Thanks for reading. I'm sure that securing a router is usually easy, but it was installed by someone who is no longer accessible to us, and who has passworded it under her own email address. Here's the full story, copied from my Profile page:

My son's ex-girlfriend is tech savvy, and helped us set up our D-Link wireless router (hosted by my pc) about 2 years ago. They have since had an acrimonious breakup, and she has taken us off her Christmas card list. My wife just bought a new laptop, and while it was searching for a wireless connection, it found ours; except now it's insecure, and it wasn't when Ex first installed it. I wanted to fix that, but now I find that it is passworded under her email address, and I can't repair my own frickin' insecure router connection!​
That's why I have joined these forums. I'm grateful for any advice you can offer. It's a D-Link 624, and complete pc specs are in my profile. Thanks in advance.


----------



## Lead3 (Jun 14, 2006)

HI,
Welcome to TSF.
You can reset the router to factory settings (this also resets the user name to "admin" (no quotes) and password to blank) by pressing the reset button with a paperclip for 10 secs.
You can down load a manual from the D-link site below.
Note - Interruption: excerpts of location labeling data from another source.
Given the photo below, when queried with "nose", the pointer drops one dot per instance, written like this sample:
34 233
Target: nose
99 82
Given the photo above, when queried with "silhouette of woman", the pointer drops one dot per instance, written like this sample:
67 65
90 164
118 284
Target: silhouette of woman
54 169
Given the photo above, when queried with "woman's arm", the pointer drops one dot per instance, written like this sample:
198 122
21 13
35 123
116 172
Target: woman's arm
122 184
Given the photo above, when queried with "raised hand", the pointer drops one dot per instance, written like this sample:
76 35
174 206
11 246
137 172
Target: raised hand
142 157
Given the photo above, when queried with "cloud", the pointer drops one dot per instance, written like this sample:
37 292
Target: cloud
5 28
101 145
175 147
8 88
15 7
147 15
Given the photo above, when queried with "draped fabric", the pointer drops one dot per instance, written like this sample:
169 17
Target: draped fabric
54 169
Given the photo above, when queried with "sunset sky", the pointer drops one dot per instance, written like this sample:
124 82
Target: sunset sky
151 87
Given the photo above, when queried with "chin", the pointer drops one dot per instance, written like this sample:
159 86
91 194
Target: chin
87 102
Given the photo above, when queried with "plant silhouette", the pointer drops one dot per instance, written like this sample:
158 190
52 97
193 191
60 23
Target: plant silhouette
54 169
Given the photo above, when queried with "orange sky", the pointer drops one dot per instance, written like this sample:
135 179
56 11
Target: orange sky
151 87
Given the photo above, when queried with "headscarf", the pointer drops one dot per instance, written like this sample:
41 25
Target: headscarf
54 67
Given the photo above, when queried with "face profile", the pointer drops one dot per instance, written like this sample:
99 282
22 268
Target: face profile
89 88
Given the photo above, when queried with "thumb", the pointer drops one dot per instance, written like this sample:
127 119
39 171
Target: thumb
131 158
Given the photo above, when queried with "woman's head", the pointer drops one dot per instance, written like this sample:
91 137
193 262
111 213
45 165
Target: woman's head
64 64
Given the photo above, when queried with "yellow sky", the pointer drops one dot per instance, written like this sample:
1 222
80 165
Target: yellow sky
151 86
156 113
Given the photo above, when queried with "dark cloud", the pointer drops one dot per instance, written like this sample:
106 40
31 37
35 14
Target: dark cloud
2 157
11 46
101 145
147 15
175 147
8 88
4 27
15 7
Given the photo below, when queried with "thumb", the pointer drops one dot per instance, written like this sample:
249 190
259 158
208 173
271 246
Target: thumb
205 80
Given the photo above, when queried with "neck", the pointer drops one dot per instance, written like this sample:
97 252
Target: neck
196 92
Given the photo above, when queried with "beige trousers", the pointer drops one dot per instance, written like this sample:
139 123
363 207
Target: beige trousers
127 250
http://support.dlink.com/products/revision.asp


----------



## 5437632 (Oct 19, 2008)

Thank you, Lead3, not just prompt but 100% helpful. I appreciate it.


----------



## Lead3 (Jun 14, 2006)

You are welcome.
Paul


----------



## ciccariello (Sep 28, 2011)

Hi all! my d-link 524 wireless router is working fine but I can't secure it. I run the wizard from and change the password but it shows up not secure. Any ideas as to what I am doing wrong?

TIA


----------



## Wand3r3r (Sep 17, 2010)

please start your own thread. This one will now be closed due to its age. Thanks


----------